Dogs of beagle-type have been reported in the British Isles since the time of the Roman occupation. In the 1500s it became popular in England for gentlemen to keep packs of Beagles for hunting small game. Some Beagles at this time were quite small and there are reports of “pocket” Beagles that could fit in a person pocket, and “glove” Beagles that could sit in someone’s gloved hand. It was said that people could put some of these small Beagles into their saddlebag and take them hunting. Beagles continued to be popular for hunting for the next several hundred years, though they were slightly larger. By the 18th and 19th century Beagles were used in crossbreeding to create the Foxhound, which looks similar in appearance to the Beagle, only larger, with longer legs. According to Beagle dog information, in the 19th century the Beagle became more standardized in appearance. Beagles in the United States were crossed with more elegant Beagles from England to produce the kind of Beagle we have today. Beagles today are still used for hunting rabbit and hare. They are still popular with hunters and some people still hunt with Beagles in packs.

Appearance

The Beagle today in the United States is separated into two sizes: dogs that stand up to 13 inches tall at the shoulder, and dogs that stand up to 15 inches tall at the shoulder.

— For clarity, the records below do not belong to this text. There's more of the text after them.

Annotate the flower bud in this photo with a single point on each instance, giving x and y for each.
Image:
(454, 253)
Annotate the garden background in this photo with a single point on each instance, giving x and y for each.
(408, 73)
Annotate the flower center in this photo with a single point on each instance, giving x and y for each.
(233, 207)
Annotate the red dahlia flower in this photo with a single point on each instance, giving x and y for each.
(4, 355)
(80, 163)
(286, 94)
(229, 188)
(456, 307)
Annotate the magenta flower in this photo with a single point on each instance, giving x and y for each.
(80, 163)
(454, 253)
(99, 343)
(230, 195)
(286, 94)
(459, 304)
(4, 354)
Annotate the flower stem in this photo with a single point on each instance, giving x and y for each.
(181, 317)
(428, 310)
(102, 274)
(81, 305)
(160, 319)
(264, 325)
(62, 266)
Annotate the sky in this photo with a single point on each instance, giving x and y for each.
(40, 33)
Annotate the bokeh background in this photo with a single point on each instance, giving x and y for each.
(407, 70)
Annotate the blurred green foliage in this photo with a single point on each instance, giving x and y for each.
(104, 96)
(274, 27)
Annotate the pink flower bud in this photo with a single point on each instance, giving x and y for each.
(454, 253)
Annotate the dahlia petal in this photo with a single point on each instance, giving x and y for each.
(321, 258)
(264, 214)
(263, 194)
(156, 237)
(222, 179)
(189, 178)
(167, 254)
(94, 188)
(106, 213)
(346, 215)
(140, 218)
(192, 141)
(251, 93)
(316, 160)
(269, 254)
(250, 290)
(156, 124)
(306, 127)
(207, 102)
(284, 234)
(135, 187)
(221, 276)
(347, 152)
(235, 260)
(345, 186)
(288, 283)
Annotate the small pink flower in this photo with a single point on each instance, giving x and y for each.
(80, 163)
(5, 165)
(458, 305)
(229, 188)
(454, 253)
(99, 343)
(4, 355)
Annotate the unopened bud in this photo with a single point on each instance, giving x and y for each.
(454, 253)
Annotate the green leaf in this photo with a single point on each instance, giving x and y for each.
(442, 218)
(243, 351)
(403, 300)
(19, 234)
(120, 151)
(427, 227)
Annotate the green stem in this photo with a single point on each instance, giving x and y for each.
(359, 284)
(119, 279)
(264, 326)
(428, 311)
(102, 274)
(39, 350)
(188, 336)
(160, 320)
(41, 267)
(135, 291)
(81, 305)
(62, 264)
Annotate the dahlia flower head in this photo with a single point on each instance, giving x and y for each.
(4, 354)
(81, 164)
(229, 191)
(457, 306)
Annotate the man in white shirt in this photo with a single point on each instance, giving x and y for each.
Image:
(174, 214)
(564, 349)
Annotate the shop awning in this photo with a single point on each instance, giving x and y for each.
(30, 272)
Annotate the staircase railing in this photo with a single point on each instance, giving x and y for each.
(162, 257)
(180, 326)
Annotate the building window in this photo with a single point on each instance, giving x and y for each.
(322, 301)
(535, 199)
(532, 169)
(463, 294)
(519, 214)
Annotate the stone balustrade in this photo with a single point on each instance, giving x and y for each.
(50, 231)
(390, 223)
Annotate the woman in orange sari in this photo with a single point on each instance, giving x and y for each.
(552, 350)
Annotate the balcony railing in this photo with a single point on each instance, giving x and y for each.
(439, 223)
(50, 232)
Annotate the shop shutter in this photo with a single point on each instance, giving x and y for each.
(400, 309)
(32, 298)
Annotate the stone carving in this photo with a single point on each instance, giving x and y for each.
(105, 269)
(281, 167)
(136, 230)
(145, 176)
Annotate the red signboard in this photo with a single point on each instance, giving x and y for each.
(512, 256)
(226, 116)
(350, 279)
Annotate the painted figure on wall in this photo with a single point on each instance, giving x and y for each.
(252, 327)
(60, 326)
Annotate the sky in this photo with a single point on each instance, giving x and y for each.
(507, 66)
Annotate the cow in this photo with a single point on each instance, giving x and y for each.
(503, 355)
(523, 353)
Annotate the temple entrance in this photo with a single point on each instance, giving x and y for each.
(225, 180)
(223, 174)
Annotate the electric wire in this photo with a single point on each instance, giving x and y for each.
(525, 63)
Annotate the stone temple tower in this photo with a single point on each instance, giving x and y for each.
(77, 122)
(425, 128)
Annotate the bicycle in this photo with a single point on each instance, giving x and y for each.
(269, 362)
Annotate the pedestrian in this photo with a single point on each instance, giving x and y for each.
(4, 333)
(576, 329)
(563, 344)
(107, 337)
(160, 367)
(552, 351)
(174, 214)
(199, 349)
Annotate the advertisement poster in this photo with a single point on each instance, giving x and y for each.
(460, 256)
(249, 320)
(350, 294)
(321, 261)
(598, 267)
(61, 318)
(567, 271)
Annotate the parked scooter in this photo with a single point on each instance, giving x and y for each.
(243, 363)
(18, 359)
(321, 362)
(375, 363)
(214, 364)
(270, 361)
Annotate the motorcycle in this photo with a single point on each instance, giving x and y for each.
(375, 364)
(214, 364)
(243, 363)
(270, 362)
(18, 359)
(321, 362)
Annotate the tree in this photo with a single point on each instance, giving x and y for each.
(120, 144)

Both sizes can appear in the same litter. Dogs can weigh up to 25 pounds. Popular Beagle colors include tricolor (black, white, and tan), tan and white, black and white, red and white, lemon and white, and other colors seen in hound breeds. Flecking or “ticking” is sometimes seen among these colors. The Beagle is a compact, tidy dog with long ears and appealing brown eyes. However, they do shed quite a bit so brush your Beagle often.

Living Conditions

Beagles do well as house dogs but, although they are small, they don’t usually do well in apartments. Beagles tend to bark and howl a lot which neighbors in an apartment building may not appreciate. They need lots of regular exercise. This is a breed that can become overweight easily if they don’t get enough exercise.

Health

According to Beagle dog information sources, Beagles are generally considered to be a healthy breed of dog. However, like most breeds, they can have some health problems. Epilepsy can occur in the breed, along with hypothyroidism. Disc problems in the back are possible. Eye problems such as glaucoma can occur. Beagles have long ears which cover the ear canal so they can be prone to ear infections. You should clean your Beagle’s ears regularly. Beagles typically live 10 to 13 years.

Temperament and Training

Beagles are generally friendly and affectionate dogs. They can be quite smart but they are not always easy to train. As a hunting breed they tend to be independent-thinkers. If they become interested in something they smell they can stop paying attention to you. Training a Beagle takes time and patience. Beagles have been kept in packs for centuries so they usually do very well when living with other dogs. However, you should be careful if you have a cat or other small animal in the house. Your Beagle may see them as prey. If possible, try to raise your Beagle with a cat from the time he’s a puppy so he will respect the cat. Beagles get along great with children.

Conclusion

Beagles can make great family dogs. They are loving and affectionate dogs. They are not always easy to train, however. They do well living in a house with a yard. They are usually healthy dogs but you need to clean their ears regularly. They do shed a lot so brush often.